Without the effect of the major sporting events in 2024, things would look even gloomier, according to Raiffeisen chief economist Fredy Hasenmaile. These will provide significant support for GDP in 2024 thanks to the licensing income that will flow to the associations based in Switzerland. Without sporting events such as the Olympic Games and European Football Championships, there would only be growth of around 0.5 percent in 2024, according to Raiffeisen.

Deindustrialization à la USA

Industry in particular is lacking new orders due to the global slump, and more and more companies are running out of order backlogs, according to the report. "We do not expect this to change any time soon," said Hasenmaile.

The strong franc is an additional negative factor for the export industry. "This is causing increasing headaches for many companies in traditional industry," added Raiffeisen economist Alexander Koch. Some have already cut back production or will have to do so soon.

"This increases the likelihood that the deindustrialization of Switzerland will continue," says Koch. This has been going on for years, which is often overlooked due to the flourishing pharmaceutical industry. In reality, however, the share of GDP accounted for by traditional industry is now almost as low as in the USA. "And there, as we know, there are loud complaints about deindustrialization."

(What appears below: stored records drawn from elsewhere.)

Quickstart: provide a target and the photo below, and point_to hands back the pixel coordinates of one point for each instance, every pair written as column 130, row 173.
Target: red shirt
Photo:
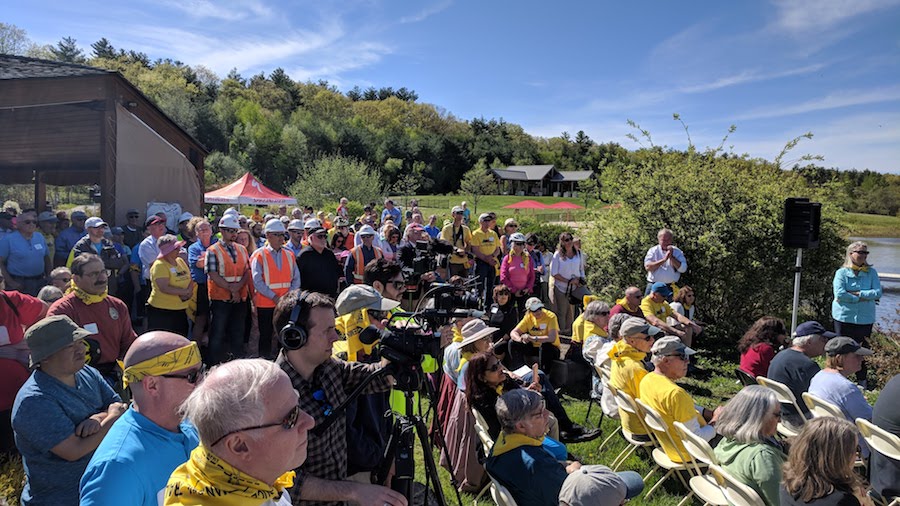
column 109, row 320
column 757, row 359
column 12, row 327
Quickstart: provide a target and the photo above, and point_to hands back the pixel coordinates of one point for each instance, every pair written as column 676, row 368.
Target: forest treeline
column 277, row 128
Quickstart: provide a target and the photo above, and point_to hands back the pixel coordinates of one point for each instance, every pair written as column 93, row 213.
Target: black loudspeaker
column 802, row 220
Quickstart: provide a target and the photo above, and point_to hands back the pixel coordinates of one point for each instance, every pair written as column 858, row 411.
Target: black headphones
column 293, row 336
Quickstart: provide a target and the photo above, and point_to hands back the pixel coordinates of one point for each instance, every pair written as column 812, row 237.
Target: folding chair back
column 879, row 439
column 820, row 407
column 736, row 492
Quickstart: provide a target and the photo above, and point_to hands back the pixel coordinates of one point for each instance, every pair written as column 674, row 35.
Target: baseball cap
column 598, row 485
column 362, row 296
column 533, row 304
column 633, row 326
column 52, row 334
column 154, row 219
column 476, row 330
column 669, row 345
column 229, row 221
column 812, row 327
column 661, row 288
column 94, row 222
column 275, row 226
column 843, row 345
column 47, row 216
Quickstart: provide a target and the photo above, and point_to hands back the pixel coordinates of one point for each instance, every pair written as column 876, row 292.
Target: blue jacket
column 849, row 308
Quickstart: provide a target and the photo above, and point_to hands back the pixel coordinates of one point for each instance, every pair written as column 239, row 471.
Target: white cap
column 94, row 222
column 275, row 226
column 229, row 221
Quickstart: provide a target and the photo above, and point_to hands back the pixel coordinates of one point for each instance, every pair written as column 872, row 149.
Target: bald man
column 134, row 461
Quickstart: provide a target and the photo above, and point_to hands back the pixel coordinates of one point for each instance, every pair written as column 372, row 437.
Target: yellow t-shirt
column 673, row 404
column 539, row 326
column 488, row 243
column 661, row 310
column 179, row 276
column 462, row 241
column 582, row 328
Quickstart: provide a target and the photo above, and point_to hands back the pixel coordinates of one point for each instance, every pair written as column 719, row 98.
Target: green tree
column 332, row 177
column 477, row 182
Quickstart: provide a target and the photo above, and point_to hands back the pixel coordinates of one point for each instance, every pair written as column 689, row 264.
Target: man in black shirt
column 319, row 269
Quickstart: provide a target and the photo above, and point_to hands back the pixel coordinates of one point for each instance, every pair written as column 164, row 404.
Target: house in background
column 539, row 180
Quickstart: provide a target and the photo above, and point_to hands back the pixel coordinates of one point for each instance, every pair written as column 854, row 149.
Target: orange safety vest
column 359, row 267
column 228, row 269
column 279, row 280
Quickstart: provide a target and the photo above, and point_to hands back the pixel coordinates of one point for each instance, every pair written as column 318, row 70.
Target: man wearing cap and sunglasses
column 228, row 270
column 95, row 242
column 61, row 413
column 659, row 390
column 253, row 433
column 460, row 237
column 24, row 257
column 133, row 463
column 275, row 272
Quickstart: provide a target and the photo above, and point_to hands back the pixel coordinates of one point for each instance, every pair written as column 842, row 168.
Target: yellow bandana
column 507, row 442
column 175, row 360
column 87, row 298
column 207, row 480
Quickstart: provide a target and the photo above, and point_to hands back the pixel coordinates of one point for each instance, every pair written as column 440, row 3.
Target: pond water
column 884, row 255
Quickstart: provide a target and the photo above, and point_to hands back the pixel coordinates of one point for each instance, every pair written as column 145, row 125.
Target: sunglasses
column 192, row 377
column 319, row 396
column 286, row 423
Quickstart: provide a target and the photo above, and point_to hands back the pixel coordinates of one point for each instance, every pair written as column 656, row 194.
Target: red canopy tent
column 564, row 205
column 526, row 204
column 247, row 190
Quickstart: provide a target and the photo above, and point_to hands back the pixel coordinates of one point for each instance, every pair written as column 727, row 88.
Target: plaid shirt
column 327, row 454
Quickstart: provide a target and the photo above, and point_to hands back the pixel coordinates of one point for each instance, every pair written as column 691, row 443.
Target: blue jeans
column 226, row 330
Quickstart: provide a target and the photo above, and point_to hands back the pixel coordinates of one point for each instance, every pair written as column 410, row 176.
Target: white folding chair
column 704, row 485
column 735, row 492
column 658, row 430
column 626, row 403
column 820, row 407
column 785, row 396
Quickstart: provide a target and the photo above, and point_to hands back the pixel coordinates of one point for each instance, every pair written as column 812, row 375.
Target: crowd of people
column 195, row 411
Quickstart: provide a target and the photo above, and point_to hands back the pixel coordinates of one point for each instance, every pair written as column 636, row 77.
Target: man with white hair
column 275, row 272
column 795, row 367
column 133, row 462
column 252, row 435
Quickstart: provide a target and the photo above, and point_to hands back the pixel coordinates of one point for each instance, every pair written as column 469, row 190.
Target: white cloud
column 838, row 99
column 427, row 12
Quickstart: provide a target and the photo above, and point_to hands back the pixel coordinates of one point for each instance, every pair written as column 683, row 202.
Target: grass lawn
column 872, row 225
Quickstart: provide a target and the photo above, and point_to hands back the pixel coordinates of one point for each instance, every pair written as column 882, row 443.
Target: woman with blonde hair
column 856, row 291
column 819, row 469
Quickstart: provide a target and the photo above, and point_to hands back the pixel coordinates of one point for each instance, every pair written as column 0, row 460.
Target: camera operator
column 323, row 383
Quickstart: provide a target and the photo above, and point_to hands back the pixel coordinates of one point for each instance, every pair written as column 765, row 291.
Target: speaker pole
column 797, row 270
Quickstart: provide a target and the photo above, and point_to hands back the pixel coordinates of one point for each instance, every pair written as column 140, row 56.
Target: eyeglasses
column 319, row 396
column 192, row 377
column 287, row 423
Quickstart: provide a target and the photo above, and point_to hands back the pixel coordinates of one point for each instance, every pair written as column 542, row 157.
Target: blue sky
column 775, row 69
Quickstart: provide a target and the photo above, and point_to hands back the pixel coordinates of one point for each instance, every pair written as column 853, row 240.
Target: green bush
column 726, row 214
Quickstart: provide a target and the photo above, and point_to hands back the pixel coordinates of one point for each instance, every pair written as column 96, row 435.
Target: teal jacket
column 857, row 309
column 757, row 465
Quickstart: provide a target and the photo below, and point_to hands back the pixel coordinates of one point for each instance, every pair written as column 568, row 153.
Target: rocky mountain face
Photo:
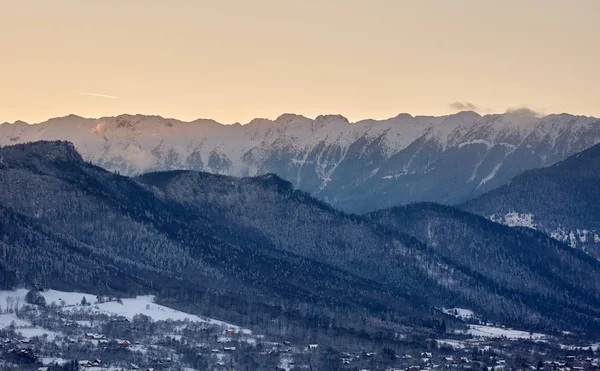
column 560, row 200
column 357, row 167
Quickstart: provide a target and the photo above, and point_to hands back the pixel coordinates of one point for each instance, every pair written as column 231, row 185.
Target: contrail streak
column 97, row 95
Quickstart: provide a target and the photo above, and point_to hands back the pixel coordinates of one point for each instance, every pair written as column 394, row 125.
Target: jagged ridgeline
column 357, row 167
column 246, row 247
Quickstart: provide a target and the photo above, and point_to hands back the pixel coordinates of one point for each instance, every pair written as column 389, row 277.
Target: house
column 92, row 336
column 84, row 363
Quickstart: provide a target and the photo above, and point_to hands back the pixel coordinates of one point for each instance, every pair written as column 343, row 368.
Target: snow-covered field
column 460, row 313
column 127, row 307
column 498, row 332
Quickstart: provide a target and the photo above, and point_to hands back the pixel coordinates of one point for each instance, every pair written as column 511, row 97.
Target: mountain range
column 253, row 249
column 560, row 200
column 357, row 167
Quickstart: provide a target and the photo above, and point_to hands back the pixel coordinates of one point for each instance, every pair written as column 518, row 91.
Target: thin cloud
column 463, row 106
column 524, row 111
column 98, row 95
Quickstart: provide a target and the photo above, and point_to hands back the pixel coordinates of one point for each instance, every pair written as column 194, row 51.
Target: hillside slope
column 560, row 200
column 529, row 267
column 70, row 225
column 372, row 248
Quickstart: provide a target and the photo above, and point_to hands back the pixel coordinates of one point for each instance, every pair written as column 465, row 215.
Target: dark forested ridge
column 486, row 272
column 561, row 200
column 248, row 248
column 529, row 272
column 70, row 225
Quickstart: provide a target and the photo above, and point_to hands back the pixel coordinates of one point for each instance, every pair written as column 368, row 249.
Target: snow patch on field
column 128, row 307
column 515, row 219
column 498, row 332
column 459, row 313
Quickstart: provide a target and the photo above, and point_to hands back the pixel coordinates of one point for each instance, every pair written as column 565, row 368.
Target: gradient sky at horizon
column 236, row 60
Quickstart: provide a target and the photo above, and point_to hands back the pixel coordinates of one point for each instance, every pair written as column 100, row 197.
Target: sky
column 236, row 60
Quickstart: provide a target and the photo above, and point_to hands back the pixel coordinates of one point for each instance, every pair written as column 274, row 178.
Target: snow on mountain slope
column 358, row 166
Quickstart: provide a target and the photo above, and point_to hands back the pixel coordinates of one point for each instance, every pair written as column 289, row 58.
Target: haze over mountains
column 357, row 167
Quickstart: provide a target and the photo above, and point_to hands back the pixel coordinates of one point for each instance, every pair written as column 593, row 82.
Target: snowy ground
column 498, row 332
column 128, row 307
column 460, row 313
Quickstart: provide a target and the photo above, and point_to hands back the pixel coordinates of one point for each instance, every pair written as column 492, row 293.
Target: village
column 78, row 331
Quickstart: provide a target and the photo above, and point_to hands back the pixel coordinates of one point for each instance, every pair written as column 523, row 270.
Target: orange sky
column 236, row 60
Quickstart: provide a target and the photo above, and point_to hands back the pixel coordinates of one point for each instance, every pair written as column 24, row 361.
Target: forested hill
column 560, row 200
column 537, row 272
column 245, row 248
column 70, row 225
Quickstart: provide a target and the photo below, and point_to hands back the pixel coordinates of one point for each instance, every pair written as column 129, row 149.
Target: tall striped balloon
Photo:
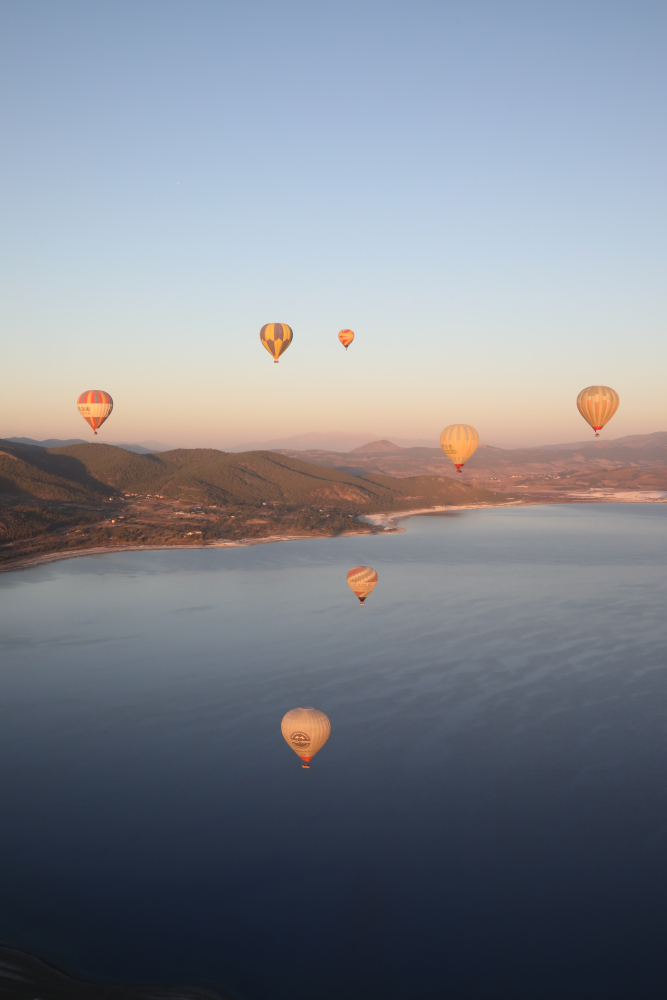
column 459, row 442
column 361, row 580
column 276, row 338
column 597, row 405
column 95, row 406
column 306, row 730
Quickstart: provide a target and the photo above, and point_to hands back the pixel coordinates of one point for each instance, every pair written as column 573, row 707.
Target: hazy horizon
column 478, row 192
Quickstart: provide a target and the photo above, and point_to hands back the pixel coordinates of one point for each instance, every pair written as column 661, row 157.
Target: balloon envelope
column 276, row 337
column 459, row 442
column 597, row 405
column 361, row 581
column 95, row 406
column 306, row 730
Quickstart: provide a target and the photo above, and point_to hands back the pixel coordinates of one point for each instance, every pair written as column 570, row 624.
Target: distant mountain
column 330, row 441
column 92, row 471
column 49, row 443
column 144, row 448
column 493, row 464
column 376, row 448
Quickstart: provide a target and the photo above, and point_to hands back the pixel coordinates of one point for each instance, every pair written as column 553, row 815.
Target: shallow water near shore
column 487, row 819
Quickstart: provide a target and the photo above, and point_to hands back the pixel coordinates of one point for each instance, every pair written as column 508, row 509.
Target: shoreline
column 386, row 520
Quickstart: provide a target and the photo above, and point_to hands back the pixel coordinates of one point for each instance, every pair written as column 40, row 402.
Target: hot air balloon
column 306, row 730
column 361, row 581
column 597, row 404
column 95, row 406
column 276, row 337
column 459, row 442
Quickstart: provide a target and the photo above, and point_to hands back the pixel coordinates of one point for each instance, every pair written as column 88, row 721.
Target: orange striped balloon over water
column 95, row 406
column 361, row 580
column 459, row 442
column 597, row 405
column 306, row 730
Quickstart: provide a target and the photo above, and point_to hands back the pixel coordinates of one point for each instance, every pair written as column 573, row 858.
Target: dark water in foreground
column 488, row 818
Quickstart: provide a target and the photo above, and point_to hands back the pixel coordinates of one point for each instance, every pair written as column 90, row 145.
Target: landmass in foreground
column 64, row 500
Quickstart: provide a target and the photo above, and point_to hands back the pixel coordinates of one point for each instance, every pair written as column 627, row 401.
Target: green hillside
column 204, row 475
column 27, row 471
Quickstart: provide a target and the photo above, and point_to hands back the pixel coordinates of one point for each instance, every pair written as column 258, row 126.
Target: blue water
column 488, row 818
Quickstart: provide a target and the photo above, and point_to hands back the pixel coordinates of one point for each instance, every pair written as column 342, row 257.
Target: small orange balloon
column 361, row 581
column 95, row 405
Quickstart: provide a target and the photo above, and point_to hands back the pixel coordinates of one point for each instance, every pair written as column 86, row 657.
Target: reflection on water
column 24, row 977
column 489, row 820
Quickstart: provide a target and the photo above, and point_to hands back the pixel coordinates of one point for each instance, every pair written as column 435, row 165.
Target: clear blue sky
column 477, row 189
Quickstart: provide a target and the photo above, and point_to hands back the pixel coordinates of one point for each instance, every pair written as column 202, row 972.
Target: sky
column 477, row 189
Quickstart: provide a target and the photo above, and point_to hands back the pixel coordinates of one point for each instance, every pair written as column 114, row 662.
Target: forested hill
column 90, row 472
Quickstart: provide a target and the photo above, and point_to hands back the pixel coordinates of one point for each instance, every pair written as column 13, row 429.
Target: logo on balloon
column 300, row 740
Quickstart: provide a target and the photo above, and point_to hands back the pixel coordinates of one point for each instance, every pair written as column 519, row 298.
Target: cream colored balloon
column 306, row 730
column 459, row 442
column 597, row 405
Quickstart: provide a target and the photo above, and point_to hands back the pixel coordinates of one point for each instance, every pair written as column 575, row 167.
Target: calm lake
column 487, row 820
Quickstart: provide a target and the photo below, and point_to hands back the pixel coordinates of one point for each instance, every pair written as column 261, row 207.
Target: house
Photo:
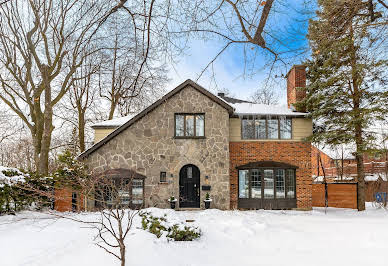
column 192, row 142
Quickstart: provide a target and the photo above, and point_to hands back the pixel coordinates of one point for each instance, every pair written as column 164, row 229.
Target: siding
column 301, row 128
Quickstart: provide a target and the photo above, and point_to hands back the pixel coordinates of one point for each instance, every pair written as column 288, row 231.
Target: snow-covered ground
column 341, row 237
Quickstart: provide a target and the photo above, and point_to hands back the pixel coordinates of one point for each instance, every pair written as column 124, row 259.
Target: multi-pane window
column 266, row 128
column 273, row 128
column 290, row 183
column 260, row 130
column 243, row 184
column 137, row 191
column 189, row 125
column 285, row 128
column 256, row 184
column 163, row 177
column 122, row 192
column 280, row 183
column 248, row 129
column 266, row 183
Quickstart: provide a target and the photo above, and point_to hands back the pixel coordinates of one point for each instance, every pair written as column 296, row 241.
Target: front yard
column 341, row 237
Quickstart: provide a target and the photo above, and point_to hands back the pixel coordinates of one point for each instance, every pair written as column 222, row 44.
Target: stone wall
column 292, row 152
column 149, row 147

According to the Raiffeisen economists, many companies have developed strategies to live with the stronger franc. "But that shouldn't hide the fact that not everyone is succeeding," says Hasenmaile.

Low consumer momentum

Consumption also threatens to put a further damper on the local economy in 2024. Less rosy employment prospects are dampening the appetite for spending. In addition, the purchasing power of many Swiss people will fall in 2024 due to higher health insurance premiums, the likely further increase in rents and, at the same time, only moderately rising wages.

This in turn is positive for inflation. And the worst is definitely over for inflation. Average annual inflation of 1.5 percent is forecast. The effects of rents in particular have so far not had as strong an impact as feared.

The peak of the interest rate cycle has therefore probably been reached, according to the banking group's economists. They now even expect the Swiss National Bank (SNB) to cut interest rates for the first time by the end of 2024. This will then counteract the upward pressure on the Swiss franc and give the export economy and traditional industry, which is currently particularly hard hit, some breathing space.